I settled on inspecting the POST request. I now had a list of query string parameters where the information for the booking lived. I had the endpoint, and some headers and fields I wasn’t sure about. But that was enough to get going. I put my Rust belt on. Created some structs. Springled some serde magic on top of them for easy serialisation to various different outputs (e.g., JSON, query string, YAML, etc.).

At this point, I was ready to hard-code some values to fill in the structs, but I didn’t have a way to perform an actual request yet. And so, ureq came to the resque. When I started using it, async-await hadn’t landed in stable Rust yet, and the ureq library provided an intuitive sync approach to HTTP request/response handling. It was also more than enough for what I was trying to achieve. Or so I thought…

Because std::net::ToSocketAddrs used by ureq might return IPv4 or IPv6 addresses, and because the website we try to contact is not fully IPv6 ready, I needed to hack a way to set a preferred IP version in order to prioritise IPv4 on demand. You can find that here.
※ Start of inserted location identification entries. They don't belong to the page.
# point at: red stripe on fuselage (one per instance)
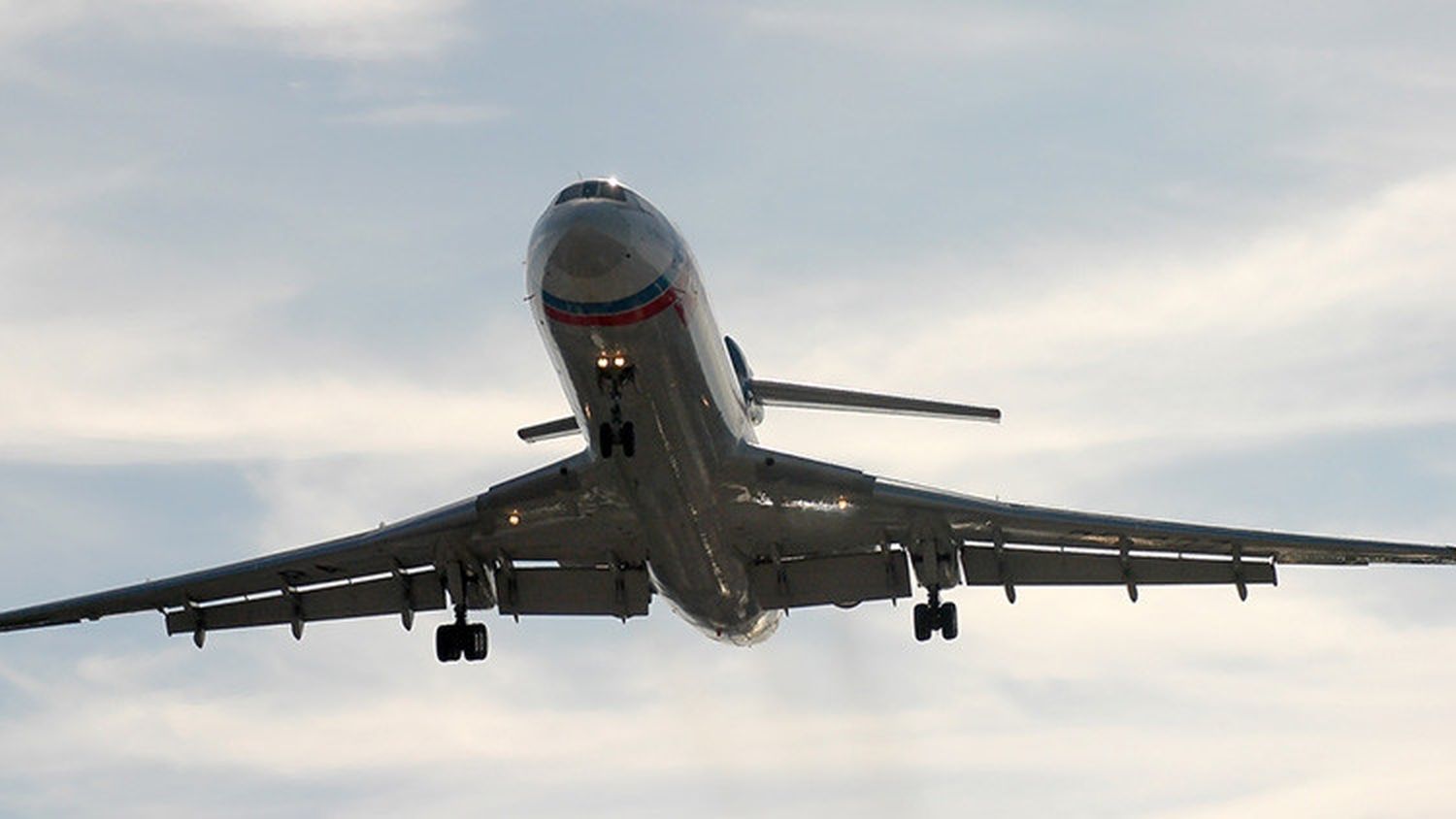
(658, 305)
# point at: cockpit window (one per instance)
(593, 189)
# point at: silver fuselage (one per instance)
(611, 278)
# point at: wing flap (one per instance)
(1060, 568)
(581, 591)
(541, 515)
(984, 521)
(363, 598)
(841, 579)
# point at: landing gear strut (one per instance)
(460, 639)
(612, 373)
(935, 615)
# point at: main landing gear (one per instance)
(460, 639)
(935, 615)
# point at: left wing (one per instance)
(820, 515)
(460, 550)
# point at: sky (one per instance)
(261, 285)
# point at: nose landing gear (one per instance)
(935, 615)
(612, 373)
(619, 434)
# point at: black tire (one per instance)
(477, 643)
(605, 440)
(922, 621)
(447, 643)
(949, 627)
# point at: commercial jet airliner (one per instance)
(673, 496)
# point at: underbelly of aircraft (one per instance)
(672, 477)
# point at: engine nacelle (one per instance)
(745, 373)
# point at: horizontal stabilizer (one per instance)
(559, 428)
(782, 393)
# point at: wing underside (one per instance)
(823, 512)
(518, 545)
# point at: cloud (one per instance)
(916, 31)
(1336, 322)
(428, 114)
(328, 29)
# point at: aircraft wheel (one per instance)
(949, 627)
(605, 440)
(922, 621)
(628, 440)
(448, 643)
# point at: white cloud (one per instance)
(331, 29)
(1334, 323)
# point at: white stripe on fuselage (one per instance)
(684, 401)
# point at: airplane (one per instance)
(673, 496)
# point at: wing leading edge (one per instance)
(457, 550)
(824, 512)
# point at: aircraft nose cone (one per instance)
(597, 253)
(587, 250)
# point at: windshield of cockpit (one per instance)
(593, 189)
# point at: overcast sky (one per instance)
(261, 284)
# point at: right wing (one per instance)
(468, 550)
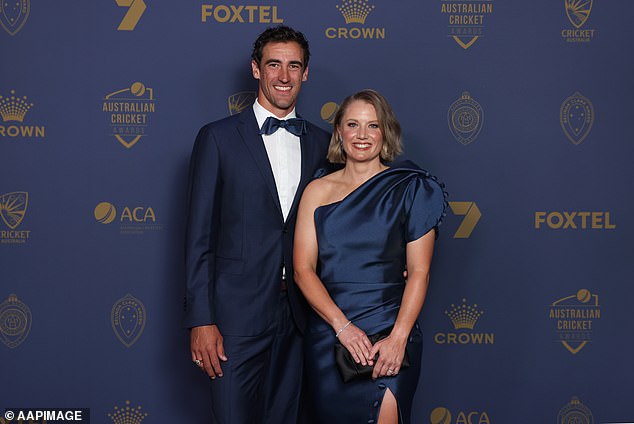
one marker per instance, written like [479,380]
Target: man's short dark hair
[279,34]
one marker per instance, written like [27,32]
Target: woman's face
[360,132]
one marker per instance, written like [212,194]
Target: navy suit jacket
[237,241]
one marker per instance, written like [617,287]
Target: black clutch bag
[350,370]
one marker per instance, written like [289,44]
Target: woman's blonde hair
[389,125]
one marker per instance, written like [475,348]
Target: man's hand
[207,347]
When doing the first couple of live requests (I was using a sinatra Ruby mock server in the beginning), I couldn’t really get a successful e-mail back, although I was seeing 200 responses from the server. Apparently, the form just kept returning 200 even when it didn’t actually accept the request. After tinkering a bit with it, I understood this was actually a Drupal form that relied on two “special” fields: form_id and form_build_id, which were fetched from the DOM of the retrieved form web page. This helps prevent basic replay attacks as well as CSRF. So now I needed to scrape the retrieved web page.

For scraping, I resorted again to a well-supported library in Rust. scraper did the trick here. It has a nice API for selecting DOM nodes and searching in them. This was all I needed to fetch the form_id and form_build_id from the DOM. Cool. Now I could make an actual request. After a few submissions with invalid input (e.g., phone numbers can’t have spaces in them), I got it working as expected.
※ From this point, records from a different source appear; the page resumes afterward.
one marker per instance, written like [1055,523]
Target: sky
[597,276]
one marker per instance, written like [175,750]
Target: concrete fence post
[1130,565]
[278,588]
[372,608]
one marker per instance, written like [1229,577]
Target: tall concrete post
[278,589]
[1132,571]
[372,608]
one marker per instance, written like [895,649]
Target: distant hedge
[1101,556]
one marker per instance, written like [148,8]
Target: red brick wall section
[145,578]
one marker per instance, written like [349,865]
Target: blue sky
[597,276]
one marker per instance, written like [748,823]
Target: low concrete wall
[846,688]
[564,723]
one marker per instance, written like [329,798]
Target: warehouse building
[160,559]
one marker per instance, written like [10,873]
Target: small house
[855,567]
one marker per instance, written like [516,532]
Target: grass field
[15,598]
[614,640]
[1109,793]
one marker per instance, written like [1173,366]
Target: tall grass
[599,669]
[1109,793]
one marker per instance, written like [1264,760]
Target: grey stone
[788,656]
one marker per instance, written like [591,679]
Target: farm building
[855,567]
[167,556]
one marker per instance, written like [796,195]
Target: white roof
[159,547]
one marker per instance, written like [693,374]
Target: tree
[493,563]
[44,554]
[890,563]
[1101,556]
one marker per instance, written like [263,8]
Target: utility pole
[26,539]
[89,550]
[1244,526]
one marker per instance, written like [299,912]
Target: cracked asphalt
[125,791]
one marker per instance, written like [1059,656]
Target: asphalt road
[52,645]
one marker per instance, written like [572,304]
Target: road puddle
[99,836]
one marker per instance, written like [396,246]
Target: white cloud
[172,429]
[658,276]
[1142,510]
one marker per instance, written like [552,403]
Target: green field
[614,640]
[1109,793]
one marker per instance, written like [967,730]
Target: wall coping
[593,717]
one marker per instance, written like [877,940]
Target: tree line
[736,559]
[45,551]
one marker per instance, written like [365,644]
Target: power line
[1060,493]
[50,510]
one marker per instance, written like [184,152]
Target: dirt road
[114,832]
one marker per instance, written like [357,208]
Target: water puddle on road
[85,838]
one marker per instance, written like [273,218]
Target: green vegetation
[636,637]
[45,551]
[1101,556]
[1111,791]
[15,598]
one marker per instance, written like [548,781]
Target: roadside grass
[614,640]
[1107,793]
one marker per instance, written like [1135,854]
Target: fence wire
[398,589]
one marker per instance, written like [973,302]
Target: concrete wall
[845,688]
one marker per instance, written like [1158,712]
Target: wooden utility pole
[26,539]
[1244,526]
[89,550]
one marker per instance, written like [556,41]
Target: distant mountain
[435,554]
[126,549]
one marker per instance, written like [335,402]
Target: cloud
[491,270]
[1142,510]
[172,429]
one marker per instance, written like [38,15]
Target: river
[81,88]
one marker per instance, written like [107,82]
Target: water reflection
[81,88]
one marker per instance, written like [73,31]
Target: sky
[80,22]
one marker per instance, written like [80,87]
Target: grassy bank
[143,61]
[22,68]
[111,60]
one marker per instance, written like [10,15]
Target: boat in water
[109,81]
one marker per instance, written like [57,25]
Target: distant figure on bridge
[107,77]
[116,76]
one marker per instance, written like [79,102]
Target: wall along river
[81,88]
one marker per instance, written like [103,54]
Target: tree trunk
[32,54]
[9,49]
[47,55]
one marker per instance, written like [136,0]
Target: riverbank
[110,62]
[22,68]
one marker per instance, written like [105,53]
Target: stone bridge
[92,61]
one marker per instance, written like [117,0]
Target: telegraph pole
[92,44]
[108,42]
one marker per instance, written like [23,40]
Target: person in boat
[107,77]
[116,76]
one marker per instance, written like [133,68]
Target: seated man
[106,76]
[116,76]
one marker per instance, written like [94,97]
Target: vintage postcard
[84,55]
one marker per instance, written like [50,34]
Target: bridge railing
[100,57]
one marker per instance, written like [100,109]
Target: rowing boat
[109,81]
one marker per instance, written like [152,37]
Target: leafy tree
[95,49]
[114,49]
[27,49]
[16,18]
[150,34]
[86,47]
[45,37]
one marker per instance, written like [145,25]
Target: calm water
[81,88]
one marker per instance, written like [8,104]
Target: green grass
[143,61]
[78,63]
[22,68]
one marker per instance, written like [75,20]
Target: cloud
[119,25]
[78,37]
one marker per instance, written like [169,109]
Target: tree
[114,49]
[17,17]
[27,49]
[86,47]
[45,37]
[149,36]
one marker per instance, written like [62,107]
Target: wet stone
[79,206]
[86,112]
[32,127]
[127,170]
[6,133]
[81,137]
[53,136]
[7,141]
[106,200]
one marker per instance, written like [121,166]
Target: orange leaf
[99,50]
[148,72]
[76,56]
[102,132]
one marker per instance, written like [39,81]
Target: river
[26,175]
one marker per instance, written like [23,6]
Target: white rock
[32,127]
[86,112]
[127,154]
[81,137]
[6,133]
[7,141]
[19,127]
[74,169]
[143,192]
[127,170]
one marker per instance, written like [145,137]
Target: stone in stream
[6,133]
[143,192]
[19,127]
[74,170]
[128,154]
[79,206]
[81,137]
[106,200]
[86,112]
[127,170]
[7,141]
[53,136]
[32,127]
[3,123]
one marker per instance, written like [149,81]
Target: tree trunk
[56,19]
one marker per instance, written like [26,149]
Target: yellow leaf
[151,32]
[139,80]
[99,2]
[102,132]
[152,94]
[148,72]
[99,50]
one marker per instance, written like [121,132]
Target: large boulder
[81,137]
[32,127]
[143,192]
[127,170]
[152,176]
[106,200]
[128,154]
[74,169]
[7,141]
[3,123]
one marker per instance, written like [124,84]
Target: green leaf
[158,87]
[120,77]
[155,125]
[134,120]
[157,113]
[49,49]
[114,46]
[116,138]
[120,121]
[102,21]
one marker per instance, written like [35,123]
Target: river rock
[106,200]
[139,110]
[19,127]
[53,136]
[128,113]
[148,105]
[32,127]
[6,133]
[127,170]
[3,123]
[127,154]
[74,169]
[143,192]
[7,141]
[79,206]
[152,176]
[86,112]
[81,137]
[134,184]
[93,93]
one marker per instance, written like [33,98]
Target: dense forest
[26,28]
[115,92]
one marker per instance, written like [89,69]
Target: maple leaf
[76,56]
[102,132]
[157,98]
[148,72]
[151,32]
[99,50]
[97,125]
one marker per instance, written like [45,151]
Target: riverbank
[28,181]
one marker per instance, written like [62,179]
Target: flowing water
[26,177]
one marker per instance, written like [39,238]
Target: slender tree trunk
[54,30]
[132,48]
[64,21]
I brushed it up with a nice looking CLI with two distinct forms of input. You can either use a list of option arguments for each field to send as part of the request, or use a YAML configuration file with the necessary form data. For YAML deserialisation, serde was used again, via serde_yaml. CLI functionality was achieved using the well-known clap Rust library, which even allows you to use a YAML file to describe your CLI options.

I called it futbladaj.

There are still lots of improvements to make. If I think I’ll keep having fun doing those, I might get back to this project. Otherwise, I’ll just move on to something else. It was fun and it served its purpose well. Rust is nice. It is fun. It’s also rigid but with that rigidity comes power. Power to not fail miserably in production. Power to perform. If not in Rust, at least in futsal!